How to Untangle a Knot (2007)
Published in Oberon Poetry Magazine, Summer, 2007
Grasp a loose end in one hand
and in the other behold the heart of the matter.
Enter the entanglement
taking note the multitude of impetuous pathways.
Beware of free unravelings
entwining themselves into other snafus.
Pay no attention to seemingly unrelated cordage
encouraging resignation.
Ignore the growing turmoil
as you disengage snarls to enlarge the mass outward.
Refocus on the path
gently tugging loops that carry the loose end through the plight.

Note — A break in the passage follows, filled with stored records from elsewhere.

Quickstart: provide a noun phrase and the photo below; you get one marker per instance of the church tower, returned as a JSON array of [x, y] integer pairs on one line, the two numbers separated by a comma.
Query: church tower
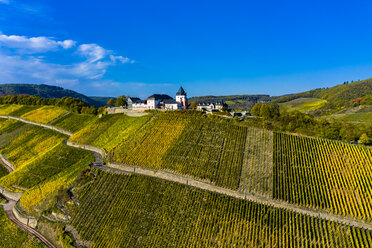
[[181, 97]]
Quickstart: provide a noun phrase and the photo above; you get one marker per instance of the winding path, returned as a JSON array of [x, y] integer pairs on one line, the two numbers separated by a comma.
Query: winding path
[[123, 168], [8, 208]]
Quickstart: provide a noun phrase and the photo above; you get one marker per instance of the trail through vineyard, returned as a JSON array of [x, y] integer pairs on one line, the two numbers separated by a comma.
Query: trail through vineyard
[[265, 188]]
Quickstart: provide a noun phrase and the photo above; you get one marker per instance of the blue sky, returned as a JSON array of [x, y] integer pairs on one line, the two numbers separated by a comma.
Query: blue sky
[[109, 48]]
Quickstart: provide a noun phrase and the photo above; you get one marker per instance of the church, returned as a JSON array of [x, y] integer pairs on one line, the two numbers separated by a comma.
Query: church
[[159, 101]]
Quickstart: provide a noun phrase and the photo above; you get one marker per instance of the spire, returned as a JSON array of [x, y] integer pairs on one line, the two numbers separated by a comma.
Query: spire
[[181, 92]]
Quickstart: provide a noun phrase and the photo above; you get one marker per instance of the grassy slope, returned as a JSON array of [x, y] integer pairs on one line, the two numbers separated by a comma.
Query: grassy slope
[[73, 122], [107, 132], [323, 174], [137, 211], [302, 104], [339, 95]]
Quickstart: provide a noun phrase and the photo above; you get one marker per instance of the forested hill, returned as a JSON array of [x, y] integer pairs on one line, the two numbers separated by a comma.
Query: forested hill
[[339, 95], [43, 91], [237, 102]]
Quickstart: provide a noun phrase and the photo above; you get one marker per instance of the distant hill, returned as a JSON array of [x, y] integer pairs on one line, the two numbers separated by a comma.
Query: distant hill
[[235, 102], [339, 95], [101, 99], [44, 91]]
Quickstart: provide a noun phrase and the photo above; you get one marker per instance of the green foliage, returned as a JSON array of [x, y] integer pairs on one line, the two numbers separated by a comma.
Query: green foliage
[[12, 236], [365, 140], [324, 174], [235, 102], [69, 103], [110, 130], [31, 144], [3, 171], [121, 101], [206, 147], [44, 167], [65, 239], [44, 195], [302, 104], [337, 96], [74, 122], [111, 102], [43, 91], [147, 212], [265, 110]]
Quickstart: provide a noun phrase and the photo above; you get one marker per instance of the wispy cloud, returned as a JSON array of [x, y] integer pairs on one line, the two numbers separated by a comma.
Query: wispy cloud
[[33, 44], [28, 59]]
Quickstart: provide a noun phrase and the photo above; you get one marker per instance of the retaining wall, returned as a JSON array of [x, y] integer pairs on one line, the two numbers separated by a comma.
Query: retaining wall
[[10, 165], [31, 222], [9, 194], [38, 124], [88, 147]]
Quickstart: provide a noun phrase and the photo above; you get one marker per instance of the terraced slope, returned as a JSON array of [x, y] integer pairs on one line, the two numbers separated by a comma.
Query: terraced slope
[[137, 211], [323, 174]]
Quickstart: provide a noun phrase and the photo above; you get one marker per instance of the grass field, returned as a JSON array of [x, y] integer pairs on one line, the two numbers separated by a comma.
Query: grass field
[[323, 174], [44, 114], [353, 117], [302, 104], [73, 122], [30, 145], [109, 131], [51, 163], [136, 211]]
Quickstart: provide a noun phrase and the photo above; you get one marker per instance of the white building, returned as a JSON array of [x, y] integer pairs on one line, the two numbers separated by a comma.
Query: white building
[[160, 101]]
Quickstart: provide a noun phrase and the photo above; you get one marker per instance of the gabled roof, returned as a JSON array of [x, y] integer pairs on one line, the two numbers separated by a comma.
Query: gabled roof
[[159, 97], [170, 101], [135, 99], [181, 92]]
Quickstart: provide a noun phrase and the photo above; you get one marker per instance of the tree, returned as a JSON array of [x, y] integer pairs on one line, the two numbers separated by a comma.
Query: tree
[[365, 140], [193, 105], [111, 102], [256, 109], [121, 101], [265, 111]]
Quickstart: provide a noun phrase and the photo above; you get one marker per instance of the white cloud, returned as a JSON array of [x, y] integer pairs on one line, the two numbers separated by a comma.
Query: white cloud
[[33, 44], [120, 59], [93, 52], [66, 44], [22, 60]]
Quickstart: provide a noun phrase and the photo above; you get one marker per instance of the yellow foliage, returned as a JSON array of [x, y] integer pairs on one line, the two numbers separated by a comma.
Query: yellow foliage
[[7, 109], [45, 114]]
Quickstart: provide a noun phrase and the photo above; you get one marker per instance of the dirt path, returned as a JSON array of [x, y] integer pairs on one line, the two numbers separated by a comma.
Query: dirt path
[[8, 208], [123, 168], [6, 164]]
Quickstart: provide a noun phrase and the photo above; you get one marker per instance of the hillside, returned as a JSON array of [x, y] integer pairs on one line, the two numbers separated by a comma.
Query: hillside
[[235, 102], [336, 96], [44, 91], [183, 179]]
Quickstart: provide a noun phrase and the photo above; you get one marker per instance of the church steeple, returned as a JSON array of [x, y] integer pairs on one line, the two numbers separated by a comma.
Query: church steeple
[[181, 92], [181, 97]]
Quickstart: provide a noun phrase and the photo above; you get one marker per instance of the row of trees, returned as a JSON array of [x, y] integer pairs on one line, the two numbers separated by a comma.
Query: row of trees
[[72, 104], [120, 101], [306, 124]]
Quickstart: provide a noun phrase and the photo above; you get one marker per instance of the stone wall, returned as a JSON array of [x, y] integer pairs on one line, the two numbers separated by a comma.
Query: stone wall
[[10, 165], [87, 147], [31, 222], [38, 124], [9, 194]]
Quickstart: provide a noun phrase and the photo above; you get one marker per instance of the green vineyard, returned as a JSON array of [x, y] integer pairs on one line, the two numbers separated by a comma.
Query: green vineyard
[[191, 144], [136, 211], [323, 174]]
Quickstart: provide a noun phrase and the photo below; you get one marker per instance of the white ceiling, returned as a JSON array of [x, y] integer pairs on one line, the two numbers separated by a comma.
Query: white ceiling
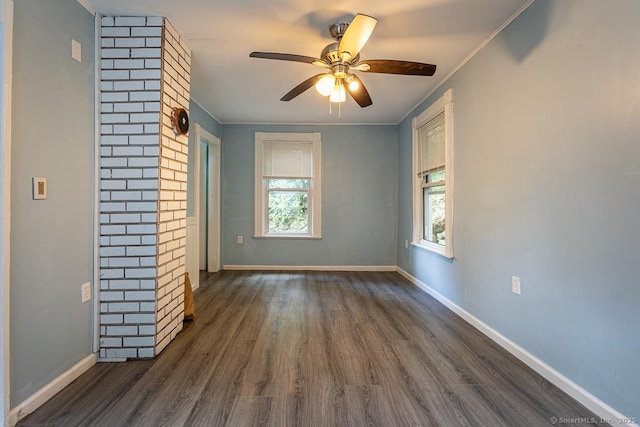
[[237, 89]]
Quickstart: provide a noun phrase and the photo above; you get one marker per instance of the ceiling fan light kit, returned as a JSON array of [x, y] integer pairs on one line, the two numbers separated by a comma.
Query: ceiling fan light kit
[[343, 56]]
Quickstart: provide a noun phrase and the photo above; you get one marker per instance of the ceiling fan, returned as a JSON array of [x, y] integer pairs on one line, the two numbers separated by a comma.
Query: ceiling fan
[[343, 56]]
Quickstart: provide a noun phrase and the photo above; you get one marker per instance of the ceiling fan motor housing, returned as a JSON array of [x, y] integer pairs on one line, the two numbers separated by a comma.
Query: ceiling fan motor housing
[[330, 55]]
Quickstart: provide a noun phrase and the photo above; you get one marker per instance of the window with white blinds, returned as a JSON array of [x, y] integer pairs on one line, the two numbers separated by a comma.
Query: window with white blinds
[[433, 177], [288, 159], [431, 145], [287, 185]]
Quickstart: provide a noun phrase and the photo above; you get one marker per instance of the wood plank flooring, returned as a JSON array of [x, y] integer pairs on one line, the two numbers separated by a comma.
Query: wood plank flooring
[[315, 349]]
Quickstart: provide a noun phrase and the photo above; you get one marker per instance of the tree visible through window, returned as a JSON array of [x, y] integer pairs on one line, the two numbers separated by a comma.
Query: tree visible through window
[[433, 177], [287, 185]]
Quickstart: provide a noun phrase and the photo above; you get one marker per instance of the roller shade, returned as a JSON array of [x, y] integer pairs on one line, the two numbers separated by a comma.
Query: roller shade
[[431, 144], [287, 160]]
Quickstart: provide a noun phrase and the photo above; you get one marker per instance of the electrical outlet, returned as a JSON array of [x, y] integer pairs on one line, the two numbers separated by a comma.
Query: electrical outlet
[[515, 285], [85, 291]]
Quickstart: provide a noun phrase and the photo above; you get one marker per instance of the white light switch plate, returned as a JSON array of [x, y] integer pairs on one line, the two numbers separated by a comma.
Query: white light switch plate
[[76, 50], [39, 188]]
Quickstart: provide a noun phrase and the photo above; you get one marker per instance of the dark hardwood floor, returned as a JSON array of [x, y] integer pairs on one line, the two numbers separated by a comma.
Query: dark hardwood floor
[[316, 349]]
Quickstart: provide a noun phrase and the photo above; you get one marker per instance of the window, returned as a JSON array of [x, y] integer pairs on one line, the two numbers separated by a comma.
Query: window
[[433, 177], [287, 188]]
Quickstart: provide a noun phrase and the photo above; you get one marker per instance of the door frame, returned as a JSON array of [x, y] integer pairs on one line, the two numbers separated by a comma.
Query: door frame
[[213, 197]]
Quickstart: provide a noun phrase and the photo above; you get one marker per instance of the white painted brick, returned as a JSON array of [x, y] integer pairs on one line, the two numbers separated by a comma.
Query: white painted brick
[[153, 63], [112, 273], [123, 307], [127, 218], [127, 173], [114, 139], [152, 85], [111, 319], [142, 207], [115, 53], [146, 52], [143, 184], [128, 85], [114, 97], [110, 230], [146, 140], [128, 107], [149, 95], [139, 272], [143, 162], [124, 285], [146, 32], [142, 229], [141, 251], [113, 162], [115, 74], [120, 353], [141, 296], [144, 117], [116, 32], [150, 173], [106, 296], [147, 306], [124, 241], [146, 353], [132, 42], [107, 21], [112, 251], [122, 330], [152, 151], [110, 342], [106, 86], [127, 151], [139, 341], [113, 184], [115, 118], [153, 42], [131, 21], [145, 74], [155, 21]]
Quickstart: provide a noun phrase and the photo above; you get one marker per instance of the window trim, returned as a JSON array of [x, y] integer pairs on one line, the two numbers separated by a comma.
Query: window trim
[[314, 192], [444, 103]]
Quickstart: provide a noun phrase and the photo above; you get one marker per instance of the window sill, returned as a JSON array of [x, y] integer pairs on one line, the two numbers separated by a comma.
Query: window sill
[[433, 247], [287, 236]]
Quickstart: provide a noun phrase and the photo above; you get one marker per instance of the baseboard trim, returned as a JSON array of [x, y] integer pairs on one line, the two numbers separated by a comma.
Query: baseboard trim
[[311, 267], [47, 392], [591, 402]]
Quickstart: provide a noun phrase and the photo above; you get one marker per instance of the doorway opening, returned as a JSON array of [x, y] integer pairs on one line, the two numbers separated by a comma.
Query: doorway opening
[[203, 228]]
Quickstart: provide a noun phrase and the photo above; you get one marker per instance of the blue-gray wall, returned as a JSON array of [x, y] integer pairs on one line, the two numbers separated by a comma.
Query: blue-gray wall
[[52, 239], [359, 189], [547, 171], [200, 116]]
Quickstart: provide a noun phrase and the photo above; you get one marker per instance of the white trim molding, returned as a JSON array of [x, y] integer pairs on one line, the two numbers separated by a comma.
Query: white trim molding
[[47, 392], [6, 64], [591, 402], [238, 267]]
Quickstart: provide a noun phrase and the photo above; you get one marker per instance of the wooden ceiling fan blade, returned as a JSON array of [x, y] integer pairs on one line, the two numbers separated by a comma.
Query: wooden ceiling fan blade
[[359, 94], [356, 36], [284, 57], [307, 84], [390, 66]]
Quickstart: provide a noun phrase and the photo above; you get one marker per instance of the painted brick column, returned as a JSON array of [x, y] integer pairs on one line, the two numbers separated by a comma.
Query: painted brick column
[[176, 68], [143, 186]]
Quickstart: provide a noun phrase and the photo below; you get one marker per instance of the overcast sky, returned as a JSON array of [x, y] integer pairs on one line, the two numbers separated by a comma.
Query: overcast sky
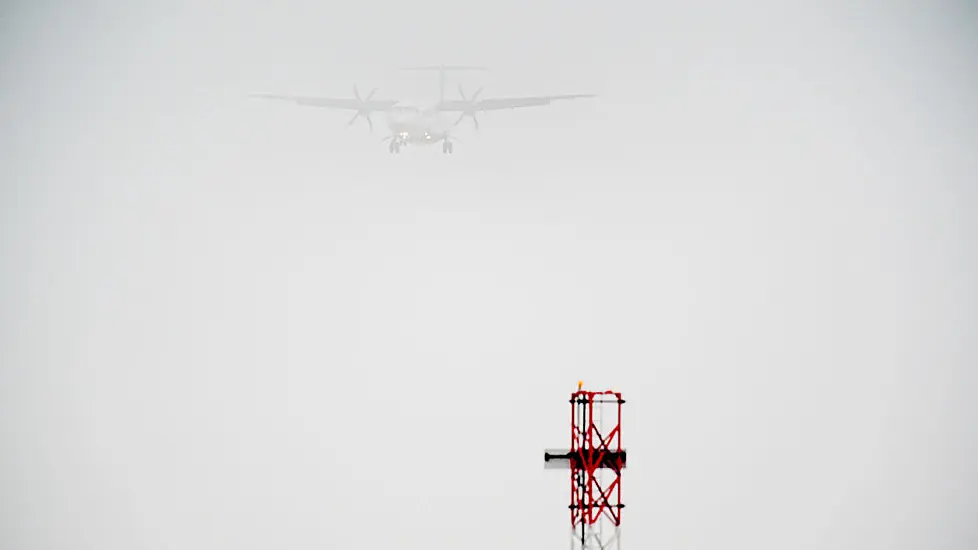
[[236, 324]]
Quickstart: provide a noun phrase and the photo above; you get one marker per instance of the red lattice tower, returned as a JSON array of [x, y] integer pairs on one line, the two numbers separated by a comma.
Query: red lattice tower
[[595, 460]]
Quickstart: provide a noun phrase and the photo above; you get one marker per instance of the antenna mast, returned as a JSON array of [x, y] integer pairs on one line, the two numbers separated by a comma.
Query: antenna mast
[[594, 500]]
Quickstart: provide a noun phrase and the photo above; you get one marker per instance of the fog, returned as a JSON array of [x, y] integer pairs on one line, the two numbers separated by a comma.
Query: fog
[[230, 323]]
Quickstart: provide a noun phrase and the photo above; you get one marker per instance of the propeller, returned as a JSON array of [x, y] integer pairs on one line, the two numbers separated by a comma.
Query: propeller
[[363, 111], [471, 108]]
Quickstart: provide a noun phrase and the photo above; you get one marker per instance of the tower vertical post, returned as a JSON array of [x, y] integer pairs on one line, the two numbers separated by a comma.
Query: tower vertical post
[[595, 450]]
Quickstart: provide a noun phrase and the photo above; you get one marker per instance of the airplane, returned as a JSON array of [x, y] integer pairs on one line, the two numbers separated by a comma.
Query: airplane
[[423, 124]]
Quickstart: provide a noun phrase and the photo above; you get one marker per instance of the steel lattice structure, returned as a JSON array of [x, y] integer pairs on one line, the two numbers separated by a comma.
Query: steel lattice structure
[[595, 460]]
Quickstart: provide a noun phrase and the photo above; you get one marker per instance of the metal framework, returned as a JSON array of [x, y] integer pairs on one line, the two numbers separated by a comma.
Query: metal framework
[[595, 460]]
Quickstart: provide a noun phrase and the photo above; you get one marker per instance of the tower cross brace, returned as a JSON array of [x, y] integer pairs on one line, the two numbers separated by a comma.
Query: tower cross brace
[[595, 460]]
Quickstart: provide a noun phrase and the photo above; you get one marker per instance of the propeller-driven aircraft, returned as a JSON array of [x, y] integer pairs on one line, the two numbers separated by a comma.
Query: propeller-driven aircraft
[[420, 124]]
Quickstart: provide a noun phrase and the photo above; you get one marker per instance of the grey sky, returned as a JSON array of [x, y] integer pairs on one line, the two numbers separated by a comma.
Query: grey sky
[[222, 316]]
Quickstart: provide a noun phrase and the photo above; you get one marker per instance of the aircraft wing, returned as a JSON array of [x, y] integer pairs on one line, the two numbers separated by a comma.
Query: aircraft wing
[[500, 103], [335, 103]]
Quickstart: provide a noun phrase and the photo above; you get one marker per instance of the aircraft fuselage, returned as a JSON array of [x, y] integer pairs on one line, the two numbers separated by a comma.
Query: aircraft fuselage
[[410, 125]]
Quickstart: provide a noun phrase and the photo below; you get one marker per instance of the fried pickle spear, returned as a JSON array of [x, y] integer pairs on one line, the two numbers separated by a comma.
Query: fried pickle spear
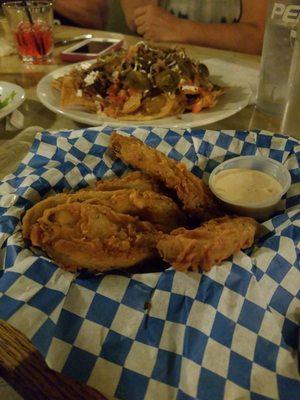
[[150, 206], [88, 236], [197, 199], [131, 180], [213, 242]]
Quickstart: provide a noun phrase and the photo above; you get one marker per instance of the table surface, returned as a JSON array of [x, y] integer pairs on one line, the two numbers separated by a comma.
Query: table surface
[[28, 76]]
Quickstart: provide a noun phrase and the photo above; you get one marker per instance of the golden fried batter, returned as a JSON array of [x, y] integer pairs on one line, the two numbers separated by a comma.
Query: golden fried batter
[[208, 245], [148, 206], [192, 191], [83, 235], [131, 180]]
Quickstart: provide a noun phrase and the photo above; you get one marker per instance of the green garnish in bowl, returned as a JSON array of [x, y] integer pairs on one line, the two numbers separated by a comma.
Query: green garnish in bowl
[[7, 99]]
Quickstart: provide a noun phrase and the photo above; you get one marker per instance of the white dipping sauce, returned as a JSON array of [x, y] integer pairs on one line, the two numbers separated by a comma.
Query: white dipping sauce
[[245, 186]]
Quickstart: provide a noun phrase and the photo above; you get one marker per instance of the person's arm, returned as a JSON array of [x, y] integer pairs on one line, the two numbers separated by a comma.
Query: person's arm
[[154, 23], [129, 7], [86, 13]]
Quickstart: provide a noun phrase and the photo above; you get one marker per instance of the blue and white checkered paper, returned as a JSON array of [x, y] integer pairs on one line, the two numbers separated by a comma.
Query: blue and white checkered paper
[[231, 333]]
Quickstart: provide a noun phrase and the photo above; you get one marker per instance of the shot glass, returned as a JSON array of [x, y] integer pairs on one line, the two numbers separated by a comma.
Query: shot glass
[[31, 24]]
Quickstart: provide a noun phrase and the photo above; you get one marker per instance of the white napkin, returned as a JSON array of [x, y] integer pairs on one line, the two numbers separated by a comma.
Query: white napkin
[[15, 150]]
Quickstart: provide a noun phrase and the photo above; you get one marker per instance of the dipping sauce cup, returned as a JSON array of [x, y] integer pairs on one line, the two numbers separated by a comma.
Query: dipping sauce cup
[[32, 28], [265, 208]]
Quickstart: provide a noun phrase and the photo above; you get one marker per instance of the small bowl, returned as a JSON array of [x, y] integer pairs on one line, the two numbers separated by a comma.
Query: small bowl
[[262, 210]]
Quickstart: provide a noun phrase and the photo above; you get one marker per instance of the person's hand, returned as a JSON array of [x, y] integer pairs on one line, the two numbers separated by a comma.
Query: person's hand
[[154, 23]]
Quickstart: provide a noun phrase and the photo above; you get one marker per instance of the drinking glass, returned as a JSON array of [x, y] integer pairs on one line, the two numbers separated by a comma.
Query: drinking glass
[[32, 26], [277, 53], [291, 117]]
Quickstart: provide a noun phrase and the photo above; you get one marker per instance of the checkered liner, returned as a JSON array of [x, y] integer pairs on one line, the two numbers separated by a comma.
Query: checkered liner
[[228, 334]]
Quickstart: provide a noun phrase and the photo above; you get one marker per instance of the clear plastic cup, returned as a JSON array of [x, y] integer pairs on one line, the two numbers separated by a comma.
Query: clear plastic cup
[[291, 117], [32, 28], [277, 54], [261, 210]]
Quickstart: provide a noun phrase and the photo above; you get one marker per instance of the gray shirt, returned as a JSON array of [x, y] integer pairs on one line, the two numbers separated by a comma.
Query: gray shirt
[[206, 11]]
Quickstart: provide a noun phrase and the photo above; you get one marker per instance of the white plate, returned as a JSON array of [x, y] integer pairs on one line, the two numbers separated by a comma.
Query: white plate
[[5, 89], [237, 96]]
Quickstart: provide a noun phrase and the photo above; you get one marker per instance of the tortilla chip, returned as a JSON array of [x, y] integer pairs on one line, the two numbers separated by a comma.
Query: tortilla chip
[[140, 116], [69, 96]]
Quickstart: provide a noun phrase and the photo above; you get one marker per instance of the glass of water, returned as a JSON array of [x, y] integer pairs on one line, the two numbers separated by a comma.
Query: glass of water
[[277, 53], [291, 117]]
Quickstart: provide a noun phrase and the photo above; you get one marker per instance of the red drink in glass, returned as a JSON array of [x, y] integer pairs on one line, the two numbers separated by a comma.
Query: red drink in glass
[[35, 42]]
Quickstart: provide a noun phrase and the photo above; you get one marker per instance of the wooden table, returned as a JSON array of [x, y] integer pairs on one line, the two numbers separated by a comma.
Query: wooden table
[[28, 76], [14, 145]]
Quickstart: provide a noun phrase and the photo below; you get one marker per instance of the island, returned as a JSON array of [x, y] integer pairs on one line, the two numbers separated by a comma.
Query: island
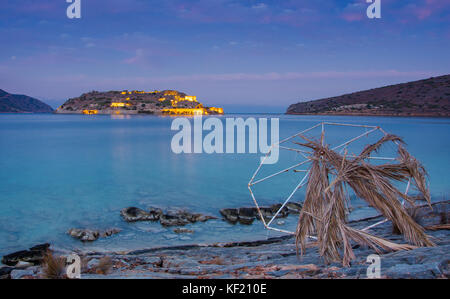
[[429, 97], [167, 102], [18, 103]]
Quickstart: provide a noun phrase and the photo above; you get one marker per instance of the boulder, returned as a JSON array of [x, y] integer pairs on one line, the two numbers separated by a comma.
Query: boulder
[[110, 232], [5, 272], [18, 274], [183, 231], [173, 220], [247, 215], [89, 235], [172, 217], [133, 214], [34, 255], [231, 215]]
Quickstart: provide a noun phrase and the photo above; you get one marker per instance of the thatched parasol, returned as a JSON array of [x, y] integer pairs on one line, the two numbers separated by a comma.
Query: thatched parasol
[[331, 173]]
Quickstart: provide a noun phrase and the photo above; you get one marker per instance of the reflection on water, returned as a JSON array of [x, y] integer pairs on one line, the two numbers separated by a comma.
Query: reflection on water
[[63, 171]]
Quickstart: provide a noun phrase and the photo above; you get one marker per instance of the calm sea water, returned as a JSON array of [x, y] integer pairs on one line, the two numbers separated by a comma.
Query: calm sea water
[[64, 171]]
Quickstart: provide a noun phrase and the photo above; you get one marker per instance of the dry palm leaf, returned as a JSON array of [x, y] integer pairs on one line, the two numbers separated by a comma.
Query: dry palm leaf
[[325, 207]]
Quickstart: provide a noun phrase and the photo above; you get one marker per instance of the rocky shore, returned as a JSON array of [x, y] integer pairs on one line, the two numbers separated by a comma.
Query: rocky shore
[[271, 258]]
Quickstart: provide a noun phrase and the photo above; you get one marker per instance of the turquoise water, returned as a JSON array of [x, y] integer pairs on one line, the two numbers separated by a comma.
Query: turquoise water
[[64, 171]]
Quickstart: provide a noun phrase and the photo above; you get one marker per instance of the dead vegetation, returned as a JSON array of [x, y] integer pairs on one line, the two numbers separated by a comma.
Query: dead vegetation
[[325, 208], [54, 267]]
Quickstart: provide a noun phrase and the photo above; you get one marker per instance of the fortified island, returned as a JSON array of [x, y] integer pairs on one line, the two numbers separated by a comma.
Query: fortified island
[[167, 102]]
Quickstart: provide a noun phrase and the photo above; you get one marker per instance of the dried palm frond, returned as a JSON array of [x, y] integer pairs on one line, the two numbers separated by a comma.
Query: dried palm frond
[[325, 208], [54, 267]]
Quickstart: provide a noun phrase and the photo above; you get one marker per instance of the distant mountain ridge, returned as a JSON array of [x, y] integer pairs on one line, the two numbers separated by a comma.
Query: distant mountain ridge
[[16, 103], [429, 97]]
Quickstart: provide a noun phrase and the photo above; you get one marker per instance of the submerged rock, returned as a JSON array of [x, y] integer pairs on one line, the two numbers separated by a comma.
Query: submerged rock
[[231, 215], [18, 274], [34, 255], [133, 214], [89, 235], [173, 217], [5, 272], [173, 220], [247, 215], [183, 231]]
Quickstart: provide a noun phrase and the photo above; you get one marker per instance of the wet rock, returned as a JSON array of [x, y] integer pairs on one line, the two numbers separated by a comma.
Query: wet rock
[[183, 231], [173, 220], [88, 235], [23, 265], [173, 217], [247, 215], [18, 274], [110, 232], [5, 272], [133, 214], [84, 235], [231, 215], [34, 255], [266, 213], [202, 218]]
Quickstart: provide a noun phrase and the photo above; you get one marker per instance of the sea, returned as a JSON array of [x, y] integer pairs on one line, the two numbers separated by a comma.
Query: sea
[[79, 171]]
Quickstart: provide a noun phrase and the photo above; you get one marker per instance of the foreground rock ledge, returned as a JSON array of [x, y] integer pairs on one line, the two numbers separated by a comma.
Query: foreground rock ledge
[[277, 258]]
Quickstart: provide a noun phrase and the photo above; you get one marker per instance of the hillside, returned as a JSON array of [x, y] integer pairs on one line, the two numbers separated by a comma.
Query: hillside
[[15, 103], [169, 102], [429, 97]]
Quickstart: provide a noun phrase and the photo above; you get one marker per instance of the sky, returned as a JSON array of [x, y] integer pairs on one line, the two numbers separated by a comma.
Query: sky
[[244, 55]]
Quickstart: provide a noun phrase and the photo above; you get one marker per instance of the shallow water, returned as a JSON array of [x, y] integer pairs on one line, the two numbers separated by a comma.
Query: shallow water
[[64, 171]]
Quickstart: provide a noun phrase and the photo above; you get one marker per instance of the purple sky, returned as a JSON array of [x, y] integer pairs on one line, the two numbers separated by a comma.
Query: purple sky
[[229, 53]]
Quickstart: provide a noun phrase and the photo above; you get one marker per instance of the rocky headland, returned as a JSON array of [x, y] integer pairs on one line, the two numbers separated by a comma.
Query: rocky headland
[[17, 103], [429, 97], [167, 102]]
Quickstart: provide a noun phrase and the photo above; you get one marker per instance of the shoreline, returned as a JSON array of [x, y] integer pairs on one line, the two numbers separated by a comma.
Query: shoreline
[[275, 257]]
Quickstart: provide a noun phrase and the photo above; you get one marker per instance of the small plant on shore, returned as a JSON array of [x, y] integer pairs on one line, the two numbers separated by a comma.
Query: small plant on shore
[[326, 202], [54, 267]]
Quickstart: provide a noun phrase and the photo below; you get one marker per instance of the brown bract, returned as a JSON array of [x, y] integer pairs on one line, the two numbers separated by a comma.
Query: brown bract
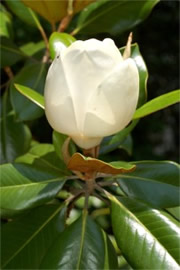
[[88, 165]]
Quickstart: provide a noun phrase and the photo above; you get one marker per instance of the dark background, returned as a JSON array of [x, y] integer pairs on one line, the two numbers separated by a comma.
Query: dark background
[[157, 136]]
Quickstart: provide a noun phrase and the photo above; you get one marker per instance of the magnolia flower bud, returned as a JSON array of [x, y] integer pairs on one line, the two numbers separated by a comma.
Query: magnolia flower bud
[[90, 91]]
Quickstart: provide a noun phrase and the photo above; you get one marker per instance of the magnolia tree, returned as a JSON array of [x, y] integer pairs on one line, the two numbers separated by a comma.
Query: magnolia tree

Repeat until fully unravelled.
Sort through the tethers.
Throw nothing away.
Heaven and Earth
Love flooding in leaps and
bounds licks a dry bone gulch
sucking marrow waits for rain in
high clouds’ heavy breathing moisture
smelling life’s ways through dust and rocks
dressed in lichens and teased with tumbleweed
drops into the canyon with blessings from springs
reaching mountains’ summits and never coming down.